Un baobab est immense, mais la graine en est sa mère. Et derrière chaque grand homme, il y a une femme modeste qui en est la mère. Par cette image, les sociologues ont voulu montrer l’importance de la femme dans la société. De cette dernière, ils ont échangé ce samedi, à l'occasion de la cérémonie de présentation du livre "Femmes de l’ombre et grandes royales dans la mémoire du continent africain" au musée Henriette Bathily. Une façon, pour les participants, de résorber l’oubli de la contribution des femmes dans l’histoire africaine en général et celle du Sénégal en particulier.
Cet ouvrage (Présence africaine, 2004) écrit par la Française Jacqueline Sorel et Simone Gomis-Pierron, qui est d’origine sénégalaise, a été le prétexte pour échanger sur le sujet. Dans l’ouvrage, sont publiés les portraits d’une vingtaine de femmes du continent africain, "qui ont joué un rôle dans l’histoire générale de l’Afrique", allant de Lucy "la gracile des origines", à la princesse Yennenga, "l’amazone des Mossis" du Burkina Faso, en passant par Anne Pépin, "l’accueillante du chevalier de Boufflers" au Sénégal.
Ainsi, ces femmes, anciennes journalistes à Radio France internationale (Rfi), ont essayé de réécrire l'histoire, en donnant à la femme africaine la place qui a toujours été la sienne. Elles démontrent, exemples à l'appui, comment les femmes ont participé à la fabrique de l’histoire et comment elles ont occupé une grande place dans la société.

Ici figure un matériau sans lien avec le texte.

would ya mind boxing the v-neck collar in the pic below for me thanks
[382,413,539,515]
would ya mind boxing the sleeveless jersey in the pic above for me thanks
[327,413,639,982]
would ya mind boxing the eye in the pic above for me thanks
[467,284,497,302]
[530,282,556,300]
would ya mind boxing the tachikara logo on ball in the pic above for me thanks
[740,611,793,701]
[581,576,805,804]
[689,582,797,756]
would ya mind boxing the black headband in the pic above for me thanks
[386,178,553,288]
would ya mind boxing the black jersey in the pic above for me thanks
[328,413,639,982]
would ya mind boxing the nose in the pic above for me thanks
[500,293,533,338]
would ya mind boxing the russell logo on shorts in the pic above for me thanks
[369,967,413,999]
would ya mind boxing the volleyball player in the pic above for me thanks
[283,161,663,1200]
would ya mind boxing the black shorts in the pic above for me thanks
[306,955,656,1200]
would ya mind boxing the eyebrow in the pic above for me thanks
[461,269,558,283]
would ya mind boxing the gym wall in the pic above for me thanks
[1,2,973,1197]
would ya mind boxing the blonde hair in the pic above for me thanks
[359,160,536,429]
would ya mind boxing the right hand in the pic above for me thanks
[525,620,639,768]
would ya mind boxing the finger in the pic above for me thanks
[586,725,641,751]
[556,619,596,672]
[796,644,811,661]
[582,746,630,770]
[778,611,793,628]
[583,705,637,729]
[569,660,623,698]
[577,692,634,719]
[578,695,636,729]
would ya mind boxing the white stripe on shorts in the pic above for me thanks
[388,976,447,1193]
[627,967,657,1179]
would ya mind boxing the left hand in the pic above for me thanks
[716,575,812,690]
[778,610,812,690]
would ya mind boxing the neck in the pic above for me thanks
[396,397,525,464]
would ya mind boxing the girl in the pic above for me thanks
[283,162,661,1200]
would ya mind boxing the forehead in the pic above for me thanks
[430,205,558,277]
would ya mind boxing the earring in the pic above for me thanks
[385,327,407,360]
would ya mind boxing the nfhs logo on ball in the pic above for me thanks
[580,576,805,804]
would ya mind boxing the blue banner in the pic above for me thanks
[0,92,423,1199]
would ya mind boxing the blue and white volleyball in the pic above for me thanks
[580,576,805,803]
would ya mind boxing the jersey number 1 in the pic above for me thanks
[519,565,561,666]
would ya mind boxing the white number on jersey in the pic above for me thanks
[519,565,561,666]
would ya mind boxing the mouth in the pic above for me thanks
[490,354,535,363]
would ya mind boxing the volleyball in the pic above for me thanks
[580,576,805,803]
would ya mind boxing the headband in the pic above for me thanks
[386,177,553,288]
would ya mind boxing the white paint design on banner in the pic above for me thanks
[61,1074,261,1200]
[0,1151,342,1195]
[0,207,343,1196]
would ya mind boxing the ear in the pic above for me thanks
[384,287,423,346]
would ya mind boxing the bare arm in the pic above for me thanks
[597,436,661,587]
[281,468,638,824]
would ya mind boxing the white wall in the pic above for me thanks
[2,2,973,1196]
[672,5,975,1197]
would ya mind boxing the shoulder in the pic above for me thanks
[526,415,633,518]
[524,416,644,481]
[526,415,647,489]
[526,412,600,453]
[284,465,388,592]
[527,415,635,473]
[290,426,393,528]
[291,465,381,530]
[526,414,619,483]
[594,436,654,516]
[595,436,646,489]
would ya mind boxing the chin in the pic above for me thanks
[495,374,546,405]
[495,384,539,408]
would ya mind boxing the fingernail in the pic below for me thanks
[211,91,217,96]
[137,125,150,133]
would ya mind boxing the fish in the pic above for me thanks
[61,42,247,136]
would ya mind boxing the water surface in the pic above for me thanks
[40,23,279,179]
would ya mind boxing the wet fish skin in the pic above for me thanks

Selon la sociologue Fatou Sow, si parfois les femmes sont oubliées, c’est parce que le monde contemporain est ‘’patriarcal’’. Tout ce qui intéresse, c’est ce que font les hommes. De plus en plus, les femmes sont reléguées au second plan. ‘’On se rend compte que l’histoire est écrite de manière tout à fait masculine et la plupart des personnages sont des hommes. C'est ce qui ressort de l’histoire en général, aussi bien dans celle orale que dans celle écrite. Le plus souvent, on ne parle que des hommes'’, constate le professeur. Alors que, relève-t-elle pour s'en désoler, "personne n’a jamais expliqué aux Sénégalais que les femmes qui étaient au Rda (Ndlr : Rassemblement démocratique africain) et au moment de la loi cadre, se sont battues pour l’indépendance du Sénégal. Ces femmes, personne ne les connaît et, pourtant, elles étaient relativement contemporaines. Il était donc important de les sortir de l'ombre dans lequel les a installées l’histoire telle qu’elle est racontée officiellement''.
Pour Fatou Sow, le plus important, dans ce genre d’ouvrage, ‘’c’est de montrer comment ces femmes participent à la fabrique de l’histoire’’.
Toutefois, le professeur de lettres, Massamba Guèye, n’est pas du même avis que la sociologue. Selon lui, dans la littérature orale, la femme est bien présente. ‘’La réalité est que l'on ne retrouve pas dans l’histoire africaine des traces d’une quelconque pensée orale ou écrite qui nie la primauté de la femme sur la gestion de la société. "Notre société, dit-il, est une société qui a subi trois influences dont celles traditionnelle, occidentale et arabe. De ce fait, la place qu’on donne à la femme dépend des lieux où elle se trouve’’, a-t-il souligné. A son avis, ‘’la véritable question qu'il faut se poser aujourd’hui, c’est comment faire pour restituer la vérité de l’histoire que les femmes africaines comprennent, comme on le voit dans les 30 modèles proposés dans le livre, que ce sont des femmes qui ont été toujours à l’extérieur de la maison, qui ont aussi su gérer la maison. C'est cela la vérité des faits. Mais l'histoire est parfois travestie. La participation de la femme dans la construction de nos pays a été d'une grande importance’’, a-t-il expliqué.